Blue shines in his eye.
Uther slowly turns his head, to look up at the beast staring down.
“This is something you must understand,” Vortigern says down to him, as the blue light of the hottest star illuminates his face. “I am a general, I live to serve, where you are a king, you were selected by blood and decree. I live and die in the service of my people, and my people… want to own the world.
“I must give it to them.”
Vortigern shifts his plasma blade behind him, and bids Uther a second. “I would let you die on your feet, befitting a king.”
Uther is in disbelief. He did everything right for a man of morals, but as a king he expected morals from someone else. How silly and sad that the world is not as a lady’s love would have it be.
But at the very least, the King of Camelot understands and learns from his mistakes, no matter how pointless the effort may be.
Uther, with the time Vortigern affords him, climbs to his knees, and then the soles of his feet.
He stands taller than Vortigern as he looks up at the Lupian.
“A true leader, serves his people,” Uther tells Vortigern.
Vortigern’s shoulders slump, along with some wait.
“But people do not know everything. A good leader knows and gives his people what they need, what they deserve, and lets history declare him a villain if it means making it so.”
Vortigern will remember those words until the day he dies. They will be the words he thinks about when Death comes for him.
Then he lays a hand on the King’s shoulder, and pulls the blade back.
“Only a king, who’s never been one of his own people would say that,” Vortigern says, bidding King Uther farewell.
Synth.
The blade goes through his chest, where it once rested as mankind’s hearts rest. With a single blow, Vortigern condemns a world to tears, as he does himself.
The things he will do for his people, his people for whom he sells his soul.
Oberon watches the tears that pool into the fur around Vortigern’s eyes, all until he turns the blade off, and lets the King fall.
The King falls as every man does, like a slab of meat.
“General…” Oberon begins to question, but Vortigern has neither the heart, nor the time.
“Go…” Vortigern orders him, and points his clip towards the door. “Go now… and end the line of Pendragon.”
There cannot be a challenger.
Oberon nods his head and salutes. “Death to the Pendragons.”
Then the slaughter begins.
The General takes the longest of walks to the glass. While his boots and the floor are stained by the blood of Uther, the glass is stained by Vortigern’s reflection.
Vortigern looks out over the city that surrounds Tintagel castle. It looks so much like home to him. The trees may not be as green and they may not be as large, but they are as peaceful. They are perfect for his people who do know what is like to share. If only someone had shared with them.
He lifts his wrist to his hand, his science calling forth the end. With three words Camelot is no longer so peaceful.
“Commence the attack.”
The Lupian destroyer casts a long shadow over the castle and the city. People who transport their food by cart and wagon, who’ve never traveled far by anything other than by wooden wheel and horse, look up at the sky and see doom. It’s as if the sky has fallen apart and a beast of Hell has arisen again.

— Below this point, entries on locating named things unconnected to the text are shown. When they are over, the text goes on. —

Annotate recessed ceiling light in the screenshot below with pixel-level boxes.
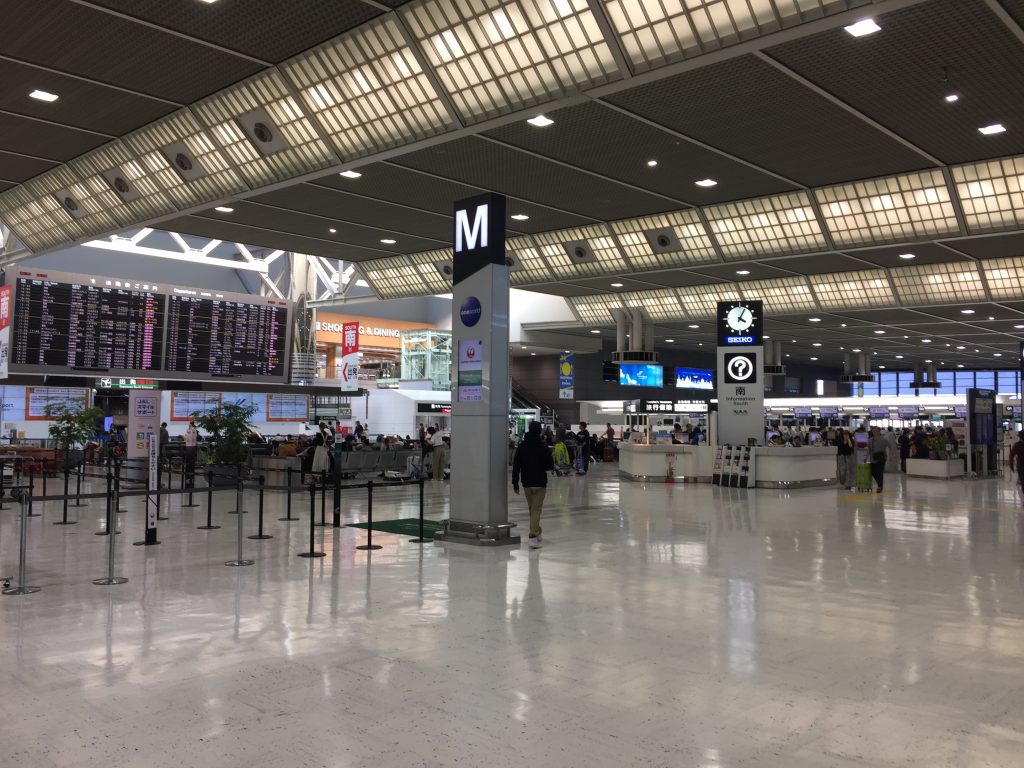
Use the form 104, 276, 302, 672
978, 123, 1007, 136
29, 88, 60, 103
843, 18, 882, 37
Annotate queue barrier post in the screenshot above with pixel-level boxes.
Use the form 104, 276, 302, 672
278, 467, 299, 522
196, 469, 220, 530
409, 477, 432, 544
224, 479, 256, 566
299, 484, 327, 557
92, 465, 128, 587
3, 490, 42, 595
355, 480, 384, 550
243, 475, 273, 539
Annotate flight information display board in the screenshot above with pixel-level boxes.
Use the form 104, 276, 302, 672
10, 270, 166, 373
164, 289, 288, 379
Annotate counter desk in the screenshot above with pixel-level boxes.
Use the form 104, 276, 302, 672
618, 442, 715, 482
754, 445, 837, 488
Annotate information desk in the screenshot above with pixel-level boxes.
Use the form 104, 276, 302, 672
618, 442, 715, 482
906, 458, 964, 479
754, 445, 836, 488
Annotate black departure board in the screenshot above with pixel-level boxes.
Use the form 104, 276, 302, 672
10, 273, 166, 373
164, 294, 288, 378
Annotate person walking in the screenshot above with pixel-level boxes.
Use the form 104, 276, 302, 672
512, 421, 555, 549
867, 427, 889, 494
430, 427, 447, 480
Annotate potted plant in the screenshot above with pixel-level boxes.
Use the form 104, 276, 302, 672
193, 402, 257, 484
46, 402, 103, 475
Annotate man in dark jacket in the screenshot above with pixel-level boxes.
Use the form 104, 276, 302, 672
512, 421, 555, 549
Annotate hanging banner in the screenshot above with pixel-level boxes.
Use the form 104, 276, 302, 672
0, 286, 10, 379
558, 352, 575, 400
338, 323, 359, 392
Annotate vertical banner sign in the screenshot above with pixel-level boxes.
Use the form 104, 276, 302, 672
0, 286, 10, 379
717, 301, 765, 445
339, 323, 359, 392
447, 195, 519, 544
558, 352, 575, 400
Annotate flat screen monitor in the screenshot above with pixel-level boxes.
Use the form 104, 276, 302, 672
676, 368, 715, 392
618, 362, 665, 387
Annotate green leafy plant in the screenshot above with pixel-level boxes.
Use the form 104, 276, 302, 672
46, 402, 103, 454
193, 402, 257, 465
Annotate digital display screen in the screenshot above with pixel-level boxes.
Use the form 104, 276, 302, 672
10, 272, 165, 373
618, 362, 665, 387
676, 368, 715, 392
165, 295, 288, 379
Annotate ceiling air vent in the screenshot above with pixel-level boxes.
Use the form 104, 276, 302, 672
101, 168, 140, 203
160, 141, 206, 181
562, 240, 597, 264
53, 189, 89, 219
234, 106, 290, 155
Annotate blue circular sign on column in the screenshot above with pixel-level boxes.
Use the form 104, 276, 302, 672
459, 296, 483, 328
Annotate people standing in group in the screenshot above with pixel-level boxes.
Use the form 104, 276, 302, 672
512, 421, 552, 549
867, 427, 889, 494
577, 421, 590, 475
430, 425, 448, 480
836, 429, 857, 489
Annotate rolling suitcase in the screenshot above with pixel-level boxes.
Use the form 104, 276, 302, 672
854, 464, 871, 490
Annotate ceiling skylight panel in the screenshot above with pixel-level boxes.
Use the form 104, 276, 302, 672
123, 110, 248, 209
611, 210, 718, 269
952, 156, 1024, 232
705, 193, 825, 258
677, 286, 739, 319
286, 18, 456, 160
399, 0, 621, 123
193, 72, 337, 187
809, 269, 896, 311
739, 278, 818, 314
981, 256, 1024, 301
891, 263, 985, 304
815, 170, 959, 247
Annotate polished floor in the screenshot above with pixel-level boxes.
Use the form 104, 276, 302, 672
0, 466, 1024, 768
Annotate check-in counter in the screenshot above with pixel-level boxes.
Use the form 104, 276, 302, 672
618, 442, 715, 482
754, 445, 836, 488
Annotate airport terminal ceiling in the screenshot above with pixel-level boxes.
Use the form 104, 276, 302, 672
6, 0, 1024, 368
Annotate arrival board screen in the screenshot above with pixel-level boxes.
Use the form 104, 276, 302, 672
10, 272, 165, 373
164, 291, 288, 378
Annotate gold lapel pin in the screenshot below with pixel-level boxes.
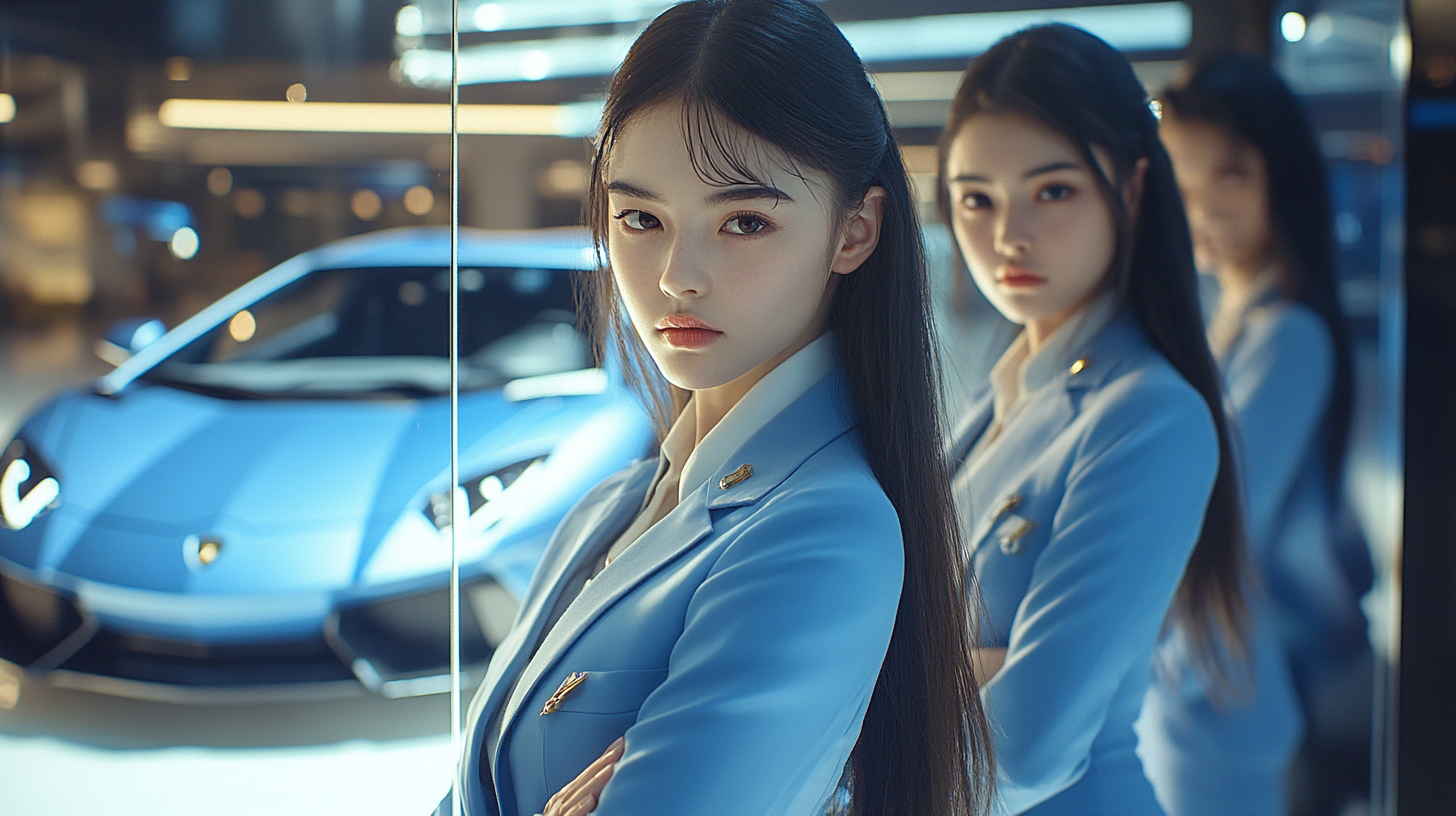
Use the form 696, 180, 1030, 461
718, 465, 753, 490
542, 672, 591, 717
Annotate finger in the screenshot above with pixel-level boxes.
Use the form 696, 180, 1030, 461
565, 794, 597, 816
547, 737, 626, 807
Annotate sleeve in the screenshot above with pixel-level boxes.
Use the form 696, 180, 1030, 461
1224, 306, 1334, 558
981, 389, 1219, 813
596, 484, 904, 816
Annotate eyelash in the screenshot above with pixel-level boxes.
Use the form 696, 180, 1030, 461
612, 210, 776, 238
724, 213, 775, 238
612, 210, 662, 232
961, 182, 1077, 210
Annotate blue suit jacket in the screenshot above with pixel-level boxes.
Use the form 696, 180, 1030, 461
1139, 291, 1364, 816
952, 313, 1219, 816
441, 373, 904, 816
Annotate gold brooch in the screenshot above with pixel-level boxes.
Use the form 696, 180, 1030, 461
718, 465, 753, 490
542, 672, 590, 717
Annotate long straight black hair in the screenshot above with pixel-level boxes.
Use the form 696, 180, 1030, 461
938, 25, 1248, 686
587, 0, 992, 816
1159, 54, 1354, 487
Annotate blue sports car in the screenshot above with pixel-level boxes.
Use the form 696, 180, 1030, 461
0, 227, 652, 702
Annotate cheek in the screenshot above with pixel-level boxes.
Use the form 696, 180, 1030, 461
607, 239, 662, 312
1037, 197, 1117, 290
951, 216, 1000, 281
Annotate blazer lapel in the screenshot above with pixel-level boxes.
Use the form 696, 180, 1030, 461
957, 312, 1142, 549
492, 372, 853, 772
466, 462, 655, 769
501, 491, 713, 737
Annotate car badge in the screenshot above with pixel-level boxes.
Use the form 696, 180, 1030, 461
182, 535, 223, 573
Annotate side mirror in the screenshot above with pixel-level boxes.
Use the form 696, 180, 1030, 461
96, 318, 167, 366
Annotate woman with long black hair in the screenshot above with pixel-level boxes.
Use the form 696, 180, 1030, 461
938, 25, 1245, 816
443, 0, 990, 816
1139, 55, 1370, 816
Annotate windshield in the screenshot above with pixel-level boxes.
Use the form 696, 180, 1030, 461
143, 267, 590, 398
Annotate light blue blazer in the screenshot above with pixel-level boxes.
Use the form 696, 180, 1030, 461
440, 372, 904, 816
1139, 291, 1364, 816
952, 312, 1219, 816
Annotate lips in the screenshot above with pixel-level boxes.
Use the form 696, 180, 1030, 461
657, 315, 724, 348
996, 265, 1047, 289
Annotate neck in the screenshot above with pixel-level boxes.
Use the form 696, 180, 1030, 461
690, 321, 824, 447
1213, 255, 1270, 300
1026, 287, 1102, 354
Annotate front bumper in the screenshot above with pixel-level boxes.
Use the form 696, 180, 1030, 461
0, 574, 515, 702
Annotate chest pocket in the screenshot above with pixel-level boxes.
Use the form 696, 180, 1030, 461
529, 669, 667, 794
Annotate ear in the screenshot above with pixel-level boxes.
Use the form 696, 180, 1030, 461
828, 187, 885, 275
1123, 156, 1147, 223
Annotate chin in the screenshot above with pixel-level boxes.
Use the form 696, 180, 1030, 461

The destroyer opens its hangar doors, releasing hundreds of fighter ships upon the castle. They appear as a locust storm as they fly down towards the people, and people run as they scream.
The loud sounds of engines firing on all cylinders alone drives people to the ground. The sound of energy they have yet to name takes them out at their knees. Then the fighters fly over them. They leave people confused with their hands on their heads, watching the fighters spread out over the country.
“We only have the fuel for one grand attack,” the General instructed them. Each fighter flies now across the country, heading these words. Men and women, canines who have flown through the skies all of their lives, who trained and practiced their craft for the single purpose of being above the clouds, do so knowing it is for the last time.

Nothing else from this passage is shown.